Fourteen platinum(II) porphyrins with different π-conjugated macrocycles and different electron-donating or electron-withdrawing substituents were investigated as to their electrochemical and spectroscopic properties in nonaqueous media. Eight compounds have the formula (Ar4P)PtII, where Ar4P = the dianion of a tetraarylporphyrin, while six have π-extented macrocycles with four β,β′-fused benzo or naphtho groups and are represented as (TBP)PtII and (TNP)PtII where TBP and TNP are the dianions of tetrabenzoporphyrin and tetranaphthoporphyrin, respectively.
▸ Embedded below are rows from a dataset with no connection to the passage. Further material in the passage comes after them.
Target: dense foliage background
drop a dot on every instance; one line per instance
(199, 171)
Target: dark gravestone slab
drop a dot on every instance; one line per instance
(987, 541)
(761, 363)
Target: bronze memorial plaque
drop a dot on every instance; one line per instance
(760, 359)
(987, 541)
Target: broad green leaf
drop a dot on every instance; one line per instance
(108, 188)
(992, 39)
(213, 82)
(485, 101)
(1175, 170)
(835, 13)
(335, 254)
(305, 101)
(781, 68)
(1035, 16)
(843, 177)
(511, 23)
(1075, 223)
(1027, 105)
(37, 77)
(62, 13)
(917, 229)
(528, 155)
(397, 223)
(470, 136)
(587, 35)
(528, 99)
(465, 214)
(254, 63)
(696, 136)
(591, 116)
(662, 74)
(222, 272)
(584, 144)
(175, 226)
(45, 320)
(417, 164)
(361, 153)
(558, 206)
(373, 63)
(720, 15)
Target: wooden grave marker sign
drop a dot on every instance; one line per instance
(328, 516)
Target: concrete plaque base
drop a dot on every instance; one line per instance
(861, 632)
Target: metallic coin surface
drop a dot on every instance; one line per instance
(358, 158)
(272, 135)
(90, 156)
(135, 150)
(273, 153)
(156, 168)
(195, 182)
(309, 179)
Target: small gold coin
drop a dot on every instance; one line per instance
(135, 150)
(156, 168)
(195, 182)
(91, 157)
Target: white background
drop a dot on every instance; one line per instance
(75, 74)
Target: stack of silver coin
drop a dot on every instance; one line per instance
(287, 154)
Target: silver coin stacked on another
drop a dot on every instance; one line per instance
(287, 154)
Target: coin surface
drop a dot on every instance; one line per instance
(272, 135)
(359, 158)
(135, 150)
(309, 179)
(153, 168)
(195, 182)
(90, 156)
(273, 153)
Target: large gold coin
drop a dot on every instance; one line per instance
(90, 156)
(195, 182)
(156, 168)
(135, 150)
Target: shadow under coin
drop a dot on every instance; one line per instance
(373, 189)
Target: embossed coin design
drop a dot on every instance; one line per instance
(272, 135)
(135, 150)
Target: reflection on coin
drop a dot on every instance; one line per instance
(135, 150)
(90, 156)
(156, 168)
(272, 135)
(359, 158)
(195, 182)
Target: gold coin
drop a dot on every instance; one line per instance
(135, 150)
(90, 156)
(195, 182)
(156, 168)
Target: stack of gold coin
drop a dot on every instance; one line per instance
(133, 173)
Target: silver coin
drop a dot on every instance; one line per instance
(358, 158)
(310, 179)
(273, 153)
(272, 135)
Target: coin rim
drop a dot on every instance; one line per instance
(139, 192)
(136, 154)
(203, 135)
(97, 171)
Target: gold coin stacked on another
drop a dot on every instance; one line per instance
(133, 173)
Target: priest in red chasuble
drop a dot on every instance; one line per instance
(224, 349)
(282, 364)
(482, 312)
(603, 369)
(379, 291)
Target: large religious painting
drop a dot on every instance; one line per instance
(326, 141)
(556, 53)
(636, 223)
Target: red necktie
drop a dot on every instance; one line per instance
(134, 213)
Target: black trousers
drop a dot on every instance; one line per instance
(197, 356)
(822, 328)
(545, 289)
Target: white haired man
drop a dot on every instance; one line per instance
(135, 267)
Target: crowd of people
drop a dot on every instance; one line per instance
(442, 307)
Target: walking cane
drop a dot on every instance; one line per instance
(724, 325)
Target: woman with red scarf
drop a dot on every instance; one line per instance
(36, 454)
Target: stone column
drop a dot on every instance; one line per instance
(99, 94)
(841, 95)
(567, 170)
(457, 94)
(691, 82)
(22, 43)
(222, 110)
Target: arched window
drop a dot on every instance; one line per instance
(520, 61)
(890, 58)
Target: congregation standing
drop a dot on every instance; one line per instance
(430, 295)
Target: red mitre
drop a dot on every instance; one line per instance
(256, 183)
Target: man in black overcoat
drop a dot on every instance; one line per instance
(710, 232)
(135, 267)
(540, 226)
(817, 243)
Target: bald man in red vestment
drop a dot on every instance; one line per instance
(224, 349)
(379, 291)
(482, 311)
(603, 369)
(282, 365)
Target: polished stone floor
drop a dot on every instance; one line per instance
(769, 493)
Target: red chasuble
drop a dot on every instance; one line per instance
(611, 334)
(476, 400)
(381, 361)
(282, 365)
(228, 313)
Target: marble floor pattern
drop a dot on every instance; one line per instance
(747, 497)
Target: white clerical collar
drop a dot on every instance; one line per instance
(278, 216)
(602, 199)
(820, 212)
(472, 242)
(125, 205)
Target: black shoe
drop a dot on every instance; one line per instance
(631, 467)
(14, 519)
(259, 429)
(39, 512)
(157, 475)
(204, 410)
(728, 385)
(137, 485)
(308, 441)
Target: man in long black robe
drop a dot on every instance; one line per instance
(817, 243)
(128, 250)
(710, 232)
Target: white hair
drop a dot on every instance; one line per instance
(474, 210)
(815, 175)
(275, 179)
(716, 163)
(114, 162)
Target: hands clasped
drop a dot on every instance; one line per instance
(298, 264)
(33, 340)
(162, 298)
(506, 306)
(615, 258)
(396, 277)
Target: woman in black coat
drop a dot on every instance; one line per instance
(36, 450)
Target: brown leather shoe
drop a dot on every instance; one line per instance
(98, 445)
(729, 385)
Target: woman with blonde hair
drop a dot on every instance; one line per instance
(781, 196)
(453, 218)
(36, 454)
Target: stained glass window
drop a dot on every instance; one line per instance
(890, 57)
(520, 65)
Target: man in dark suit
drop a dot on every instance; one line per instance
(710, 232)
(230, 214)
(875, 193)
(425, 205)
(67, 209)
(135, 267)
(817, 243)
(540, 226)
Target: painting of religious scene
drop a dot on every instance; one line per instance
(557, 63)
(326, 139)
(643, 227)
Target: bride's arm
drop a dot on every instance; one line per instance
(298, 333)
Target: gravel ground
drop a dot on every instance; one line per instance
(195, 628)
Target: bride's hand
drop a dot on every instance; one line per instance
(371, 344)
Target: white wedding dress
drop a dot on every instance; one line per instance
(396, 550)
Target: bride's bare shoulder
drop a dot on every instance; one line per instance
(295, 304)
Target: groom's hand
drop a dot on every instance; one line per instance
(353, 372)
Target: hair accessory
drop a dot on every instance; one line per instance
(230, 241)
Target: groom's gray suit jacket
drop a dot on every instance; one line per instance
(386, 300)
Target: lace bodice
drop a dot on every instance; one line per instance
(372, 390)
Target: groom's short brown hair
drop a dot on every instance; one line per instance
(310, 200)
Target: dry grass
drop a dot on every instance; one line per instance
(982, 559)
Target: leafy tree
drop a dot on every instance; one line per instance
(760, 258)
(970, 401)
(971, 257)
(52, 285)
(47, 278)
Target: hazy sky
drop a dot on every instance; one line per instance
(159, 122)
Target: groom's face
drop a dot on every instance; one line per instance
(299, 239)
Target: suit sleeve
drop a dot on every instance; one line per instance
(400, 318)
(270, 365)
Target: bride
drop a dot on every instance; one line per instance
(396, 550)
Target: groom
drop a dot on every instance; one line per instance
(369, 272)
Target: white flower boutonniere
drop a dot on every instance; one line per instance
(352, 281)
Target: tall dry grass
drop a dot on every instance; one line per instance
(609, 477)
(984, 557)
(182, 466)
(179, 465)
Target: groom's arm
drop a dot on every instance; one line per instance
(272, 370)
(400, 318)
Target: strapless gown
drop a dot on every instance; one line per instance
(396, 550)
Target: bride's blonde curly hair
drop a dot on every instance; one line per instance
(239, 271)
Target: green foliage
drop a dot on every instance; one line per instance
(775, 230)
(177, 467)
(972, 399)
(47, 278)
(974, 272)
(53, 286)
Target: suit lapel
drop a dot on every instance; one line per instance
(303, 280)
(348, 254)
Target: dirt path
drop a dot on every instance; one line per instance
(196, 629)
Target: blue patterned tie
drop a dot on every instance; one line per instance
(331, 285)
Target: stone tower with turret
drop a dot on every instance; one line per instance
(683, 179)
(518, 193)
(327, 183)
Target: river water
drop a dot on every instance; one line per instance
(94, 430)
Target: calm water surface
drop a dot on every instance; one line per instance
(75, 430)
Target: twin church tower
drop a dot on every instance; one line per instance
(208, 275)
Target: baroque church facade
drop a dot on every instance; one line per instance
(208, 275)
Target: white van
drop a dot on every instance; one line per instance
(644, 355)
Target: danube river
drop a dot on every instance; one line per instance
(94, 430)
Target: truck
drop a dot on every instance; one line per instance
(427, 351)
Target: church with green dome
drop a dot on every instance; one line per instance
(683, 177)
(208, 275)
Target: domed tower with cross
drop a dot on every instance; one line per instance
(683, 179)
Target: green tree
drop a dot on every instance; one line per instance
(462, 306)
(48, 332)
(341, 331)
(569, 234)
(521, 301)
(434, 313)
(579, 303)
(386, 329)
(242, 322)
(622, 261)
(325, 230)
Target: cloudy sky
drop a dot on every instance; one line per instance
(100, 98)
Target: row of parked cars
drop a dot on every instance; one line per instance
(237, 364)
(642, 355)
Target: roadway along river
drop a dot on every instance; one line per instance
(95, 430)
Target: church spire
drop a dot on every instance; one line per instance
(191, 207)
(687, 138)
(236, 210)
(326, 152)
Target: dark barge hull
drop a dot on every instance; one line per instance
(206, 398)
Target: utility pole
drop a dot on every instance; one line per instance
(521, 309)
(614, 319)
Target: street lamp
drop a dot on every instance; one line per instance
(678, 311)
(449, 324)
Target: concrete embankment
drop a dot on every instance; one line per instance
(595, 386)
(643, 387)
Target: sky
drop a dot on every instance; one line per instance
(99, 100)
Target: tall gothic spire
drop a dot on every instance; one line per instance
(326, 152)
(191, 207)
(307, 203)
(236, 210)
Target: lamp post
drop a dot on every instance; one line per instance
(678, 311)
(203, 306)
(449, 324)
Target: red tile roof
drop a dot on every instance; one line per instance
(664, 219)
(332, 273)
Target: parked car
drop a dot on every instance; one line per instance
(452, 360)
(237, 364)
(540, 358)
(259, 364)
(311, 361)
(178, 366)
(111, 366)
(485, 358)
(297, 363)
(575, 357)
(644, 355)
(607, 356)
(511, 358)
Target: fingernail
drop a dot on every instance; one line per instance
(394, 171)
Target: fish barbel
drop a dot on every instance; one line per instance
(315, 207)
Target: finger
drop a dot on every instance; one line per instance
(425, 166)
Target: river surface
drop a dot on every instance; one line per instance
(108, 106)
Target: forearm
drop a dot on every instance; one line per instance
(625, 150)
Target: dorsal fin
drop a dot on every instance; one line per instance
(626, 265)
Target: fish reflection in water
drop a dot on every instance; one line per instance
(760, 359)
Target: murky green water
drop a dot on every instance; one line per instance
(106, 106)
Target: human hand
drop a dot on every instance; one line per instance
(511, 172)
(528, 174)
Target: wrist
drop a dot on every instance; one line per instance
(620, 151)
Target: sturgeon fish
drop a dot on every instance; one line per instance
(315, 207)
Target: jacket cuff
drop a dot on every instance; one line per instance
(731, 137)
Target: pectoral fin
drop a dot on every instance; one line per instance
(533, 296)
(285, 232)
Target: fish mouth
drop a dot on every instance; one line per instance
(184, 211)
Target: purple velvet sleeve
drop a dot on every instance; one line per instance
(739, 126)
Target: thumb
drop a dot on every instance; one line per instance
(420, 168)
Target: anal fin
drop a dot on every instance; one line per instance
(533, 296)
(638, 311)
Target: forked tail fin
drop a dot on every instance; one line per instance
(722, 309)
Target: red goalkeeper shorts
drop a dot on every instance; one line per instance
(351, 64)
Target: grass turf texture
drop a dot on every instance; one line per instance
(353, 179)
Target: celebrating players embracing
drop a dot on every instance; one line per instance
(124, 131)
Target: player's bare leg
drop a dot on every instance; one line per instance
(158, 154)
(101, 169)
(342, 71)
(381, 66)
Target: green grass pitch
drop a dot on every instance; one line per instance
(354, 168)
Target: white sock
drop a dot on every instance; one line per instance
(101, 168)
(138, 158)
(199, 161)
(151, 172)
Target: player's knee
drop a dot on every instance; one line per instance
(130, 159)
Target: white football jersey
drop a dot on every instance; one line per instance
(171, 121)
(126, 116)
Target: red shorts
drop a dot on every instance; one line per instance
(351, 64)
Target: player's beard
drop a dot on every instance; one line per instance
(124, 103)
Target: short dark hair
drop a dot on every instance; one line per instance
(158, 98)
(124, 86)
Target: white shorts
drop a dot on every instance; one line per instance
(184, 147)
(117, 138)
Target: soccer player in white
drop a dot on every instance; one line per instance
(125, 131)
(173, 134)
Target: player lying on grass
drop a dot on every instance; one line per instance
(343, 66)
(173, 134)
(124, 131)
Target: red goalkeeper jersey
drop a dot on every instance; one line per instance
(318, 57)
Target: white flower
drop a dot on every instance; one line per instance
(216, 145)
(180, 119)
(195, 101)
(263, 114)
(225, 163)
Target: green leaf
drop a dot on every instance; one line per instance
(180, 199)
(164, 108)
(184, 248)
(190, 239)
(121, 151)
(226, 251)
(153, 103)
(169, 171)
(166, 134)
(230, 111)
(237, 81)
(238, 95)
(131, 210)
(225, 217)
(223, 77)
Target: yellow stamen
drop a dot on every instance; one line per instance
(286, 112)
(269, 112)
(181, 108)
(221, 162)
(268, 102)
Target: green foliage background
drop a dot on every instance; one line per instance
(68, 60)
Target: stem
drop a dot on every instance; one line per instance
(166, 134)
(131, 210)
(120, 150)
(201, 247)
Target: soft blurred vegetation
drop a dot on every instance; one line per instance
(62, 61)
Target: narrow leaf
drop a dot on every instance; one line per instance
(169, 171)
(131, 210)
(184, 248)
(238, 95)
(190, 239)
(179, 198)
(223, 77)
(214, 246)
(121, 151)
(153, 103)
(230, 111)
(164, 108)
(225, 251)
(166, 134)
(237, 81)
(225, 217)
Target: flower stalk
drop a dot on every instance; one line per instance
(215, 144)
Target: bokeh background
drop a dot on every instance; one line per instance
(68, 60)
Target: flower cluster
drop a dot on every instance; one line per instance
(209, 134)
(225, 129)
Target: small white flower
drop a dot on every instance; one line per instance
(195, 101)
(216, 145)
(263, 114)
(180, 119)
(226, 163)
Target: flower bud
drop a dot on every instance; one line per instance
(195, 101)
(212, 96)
Each Pt(II) porphyrin undergoes two reversible one-electron reductions and one to three reversible one-electron oxidations in nonaqueous media. These reactions were characterized by cyclic voltammetry, UV–visible thin-layer spectroelectrochemistry and in some cases by ESR spectroscopy. The two reductions invariably occur at the conjugated π-ring system to yield relatively stable Pt(II) π-anion radicals and dianions. The first oxidation leads to a stable π-cation radical for each investigated porphyrin; but in the case of tetraarylporphyrins containing electron-withdrawing substituents, the product of the second oxidation may undergo an internal electron transfer to give a Pt(IV) porphyrin with an unoxidized macrocycle. The effects of macrocycle structure on UV–visible spectra, oxidation/reduction potentials, and site of electron transfer are discussed.